Syndicats, partis politiques, élites administratives, groupes familiaux influents, multinationales et ONG : tous font partie de la coalition dominante.
Une coalition qui partage le pouvoir entre initiés, en dehors du peuple. Ici, la démocratie n’est qu’un décor. La vraie gestion est celle de la violence. Et le peuple, réduit à une fonction : garantir la stabilité de ceux qui le surplombent.
Le pouvoir ne se conquiert pas pour gouverner le peuple. Il se conquiert pour maîtriser la violence. Voilà le cœur du jeu.
En Afrique de l’Ouest, et ailleurs, ce ne sont pas les citoyens qui pèsent dans la balance du pouvoir. Ce sont les coalitions dominantes. Ces grandes alliances silencieuses regroupent des acteurs variés — syndicats, familles puissantes, entrepreneurs, ONG, fonctionnaires, officiers, multinationales et hauts cadres de l’État. Ensemble, ils forment un cercle fermé. Ils ne gèrent pas tant l’argent que la capacité à contrôler — ou inverser — la violence.
Les transitions politiques, même « pacifiques », ne sont que des passations de clefs entre factions d’une même classe dominante. Chaque groupe arrive, s’installe, verrouille, et s’assure que la base ne bronche pas. Le peuple n’est ni source du pouvoir, ni bénéficiaire réel. Il est l’outil. Le levier. Le prétexte parfois.
Regardons le Mali. La junte n’a fait que remplacer une autorité civile discréditée.
Et que fait-elle ? Elle ne gouverne pas avec le peuple. Elle ne l’intègre pas dans les décisions. Cherche plutôt ceux qui, dans l’ancien système, sont capables de garantir sa survie. Elle remplace des têtes, mais conserve les rouages.

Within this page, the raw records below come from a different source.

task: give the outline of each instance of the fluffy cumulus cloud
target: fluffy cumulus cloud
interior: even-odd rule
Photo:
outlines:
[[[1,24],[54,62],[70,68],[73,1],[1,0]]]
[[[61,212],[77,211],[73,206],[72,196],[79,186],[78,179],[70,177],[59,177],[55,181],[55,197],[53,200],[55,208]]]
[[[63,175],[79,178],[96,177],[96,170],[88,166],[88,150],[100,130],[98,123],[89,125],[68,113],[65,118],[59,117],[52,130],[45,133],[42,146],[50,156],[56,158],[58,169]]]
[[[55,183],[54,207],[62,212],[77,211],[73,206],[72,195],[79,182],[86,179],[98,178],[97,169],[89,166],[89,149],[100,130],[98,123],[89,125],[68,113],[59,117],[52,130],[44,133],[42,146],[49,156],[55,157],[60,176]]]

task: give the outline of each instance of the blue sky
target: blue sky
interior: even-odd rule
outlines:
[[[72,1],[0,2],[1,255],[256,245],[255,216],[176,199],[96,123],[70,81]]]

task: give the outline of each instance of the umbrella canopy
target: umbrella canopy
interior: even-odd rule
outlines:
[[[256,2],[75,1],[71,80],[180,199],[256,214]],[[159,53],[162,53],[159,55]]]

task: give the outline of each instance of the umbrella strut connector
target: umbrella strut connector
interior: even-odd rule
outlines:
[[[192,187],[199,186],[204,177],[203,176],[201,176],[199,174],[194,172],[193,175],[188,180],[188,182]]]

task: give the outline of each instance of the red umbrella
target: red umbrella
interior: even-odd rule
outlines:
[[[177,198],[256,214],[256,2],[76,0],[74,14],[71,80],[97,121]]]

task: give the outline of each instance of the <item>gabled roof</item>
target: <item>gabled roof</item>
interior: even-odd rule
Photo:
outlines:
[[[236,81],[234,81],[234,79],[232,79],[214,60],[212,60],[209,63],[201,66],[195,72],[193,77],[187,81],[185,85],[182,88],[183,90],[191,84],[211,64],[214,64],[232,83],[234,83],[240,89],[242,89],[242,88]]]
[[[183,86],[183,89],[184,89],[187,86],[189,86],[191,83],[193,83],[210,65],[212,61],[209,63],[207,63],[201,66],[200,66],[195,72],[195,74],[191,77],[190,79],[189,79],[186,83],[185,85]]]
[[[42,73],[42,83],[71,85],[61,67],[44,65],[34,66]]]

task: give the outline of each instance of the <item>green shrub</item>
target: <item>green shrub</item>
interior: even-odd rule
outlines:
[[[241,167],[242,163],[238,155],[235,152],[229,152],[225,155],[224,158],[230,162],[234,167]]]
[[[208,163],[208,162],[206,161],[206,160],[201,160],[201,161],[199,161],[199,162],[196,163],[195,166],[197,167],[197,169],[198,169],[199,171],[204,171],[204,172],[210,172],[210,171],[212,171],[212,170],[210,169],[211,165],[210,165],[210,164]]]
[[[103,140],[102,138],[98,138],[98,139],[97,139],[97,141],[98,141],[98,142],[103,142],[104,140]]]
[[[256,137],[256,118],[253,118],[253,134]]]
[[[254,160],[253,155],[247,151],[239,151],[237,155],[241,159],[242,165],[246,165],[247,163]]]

En Côte d’Ivoire, le constat est semblable. Les élus ne descendent pas dans les quartiers pour écouter leurs bases. Ils ne consultent pas. Ils décident. Et s’ils le font, c’est après, pour justifier l’acte, pas pour en discuter le fond. Le lien entre population et pouvoir est un fil coupé. Le processus est vertical, autoritaire, maquillé en démocratie. Et le vote est une formalité, pas une expression.
Et pourtant, on continue de vendre le rêve d’un pouvoir issu du peuple, par le peuple, pour le peuple. Alors que dans les faits, il faut toujours un « bout de la violence » pour gouverner. Toujours. Que ce soit une force armée, un appareil administratif répressif, ou simplement la peur sociale.
Le peuple ne s’écoute pas, parce qu’on ne lui a jamais appris à parler. Il n’a pas d’espace. Pas de prise. Il vit à côté du pouvoir, pendant que celui-ci se partage, se recycle, se protège de lui.
C’est cette dissociation entre le sommet et la base qui rend nos démocraties si instables. Si violentes dans le fond, même quand elles semblent pacifiques dans la forme.
La démocratie n’est pas encore là. Elle reste une mise en scène.
Et dans ce théâtre, le peuple n’a pas le premier rôle. Il est, au mieux, la claque. Au pire, le figurant.